Statistical modelling for falls count data

https://doi.org/10.1016/j.aap.2009.08.018Get rights and content

Abstract

Falls and their injury outcomes have count distributions that are highly skewed toward the right with clumping at zero, posing analytical challenges. Different modelling approaches have been used in the published literature to describe falls count distributions, often without consideration of the underlying statistical and modelling assumptions. This paper compares the use of modified Poisson and negative binomial (NB) models as alternatives to Poisson (P) regression, for the analysis of fall outcome counts. Four different count-based regression models (P, NB, zero-inflated Poisson (ZIP), zero-inflated negative binomial (ZINB)) were each individually fitted to four separate fall count datasets from Australia, New Zealand and United States. The finite mixtures of P and NB regression models were also compared to the standard NB model. Both analytical (F, Vuong and bootstrap tests) and graphical approaches were used to select and compare models. Simulation studies assessed the size and power of each model fit. This study confirms that falls count distributions are over-dispersed, but not dispersed due to excess zero counts or heterogeneous population. Accordingly, the P model generally provided the poorest fit to all datasets. The fit improved significantly with NB and both zero-inflated models. The fit was also improved with the NB model, compared to finite mixtures of both P and NB regression models. Although there was little difference in fit between NB and ZINB models, in the interests of parsimony it is recommended that future studies involving modelling of falls count data routinely use the NB models in preference to the P or ZINB or finite mixture distribution. The fact that these conclusions apply across four separate datasets from four different samples of older people participating in studies of different methodology, adds strength to this general guiding principle.

Introduction

Falls can have common and serious consequences for older people (Robertson et al., 2005). With an ageing population, the rise in the number of falls and the cost of their treatment is predicted to lead to a huge burden on the individual and the community (Moller, 2005). Falls epidemiology data describing the magnitude of, and trends in, the problem has largely been descriptive in nature (Boufous et al., 2006, Boufous et al., 2004). It is important that good statistical models are used to generate accurate and reliable information to guide policy decisions in relation to priority setting and intervention investments to tackle the fall injury problem. As with other areas of public health, there has been an increased interest in statistical modelling of injury count data, including falls outcomes, in recent years (Chin and Quddus, 2003, Lord et al., 2004, Lord et al., 2005, Robertson et al., 2005).

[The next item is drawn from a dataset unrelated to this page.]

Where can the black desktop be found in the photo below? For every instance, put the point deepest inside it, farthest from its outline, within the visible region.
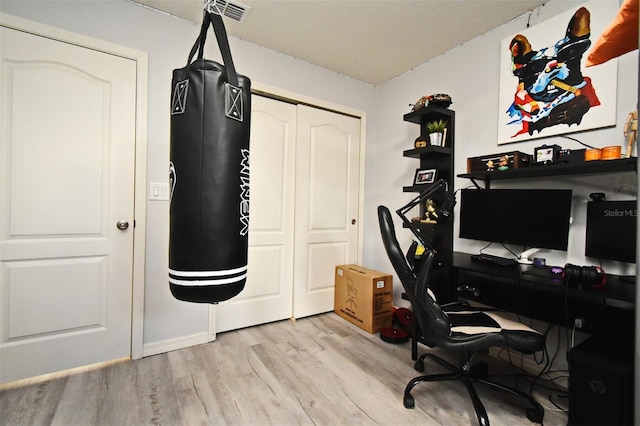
(611, 230)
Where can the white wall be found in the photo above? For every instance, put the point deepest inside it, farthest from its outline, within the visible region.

Datasets of the number of fall and fall-related injury have the form of discrete count data characterized by a large proportion of zero counts, with the remaining values being highly skewed toward the right. This is because fall incidents are relatively rare and most people will not sustain a serious injury if do they fall. Moreover, falls can also be recurrent events, in that over a period of time an individual may experience one or more falls (Williamson et al., 1996, Stalenhoef et al., 2002), and this recurrence aspect needs to be incorporated into appropriate statistical models of fall counts. In a very recent systematic review (Donaldson et al., 2009), fewer than one-third of the 83 reviewed papers used appropriate statistical methods to analyse falls as a recurrent event.

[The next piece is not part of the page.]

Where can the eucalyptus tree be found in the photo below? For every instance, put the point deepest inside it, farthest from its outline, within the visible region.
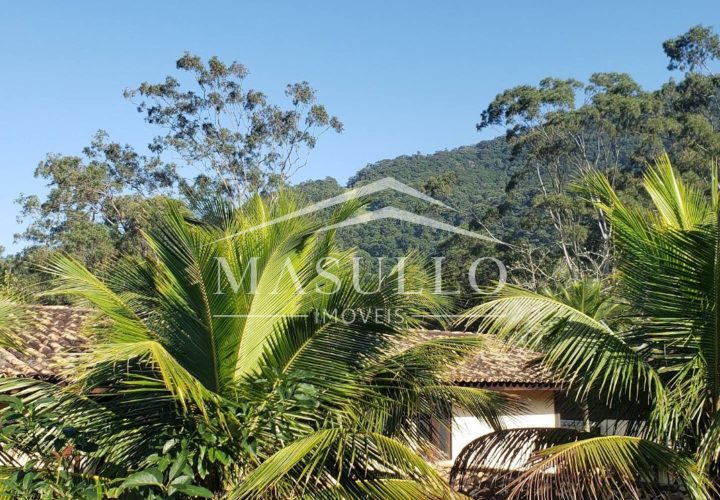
(649, 351)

To further progress falls epidemiology, there is a need for a unified and justified approach to the use of appropriate statistical models for these data, taking into account the large proportion of zero counts and the possibility of recurrent falls. A number of published studies have incorrectly assumed a normal distribution when modelling falls count data and used Student's t-test, linear regression, or analysis of variance, as has been highlighted elsewhere (Robertson et al., 2005). Other analysts have argued that falls count data does not meet the usual normality assumption required of many standard statistical tests and have therefore relied on a transformation to induce normality (Slymen et al., 2006). This can be problematic in that transformations often do not yield normally distributed data and can make the interpretation of regression coefficients difficult because they are not estimated on the original scale (Byers et al., 2003).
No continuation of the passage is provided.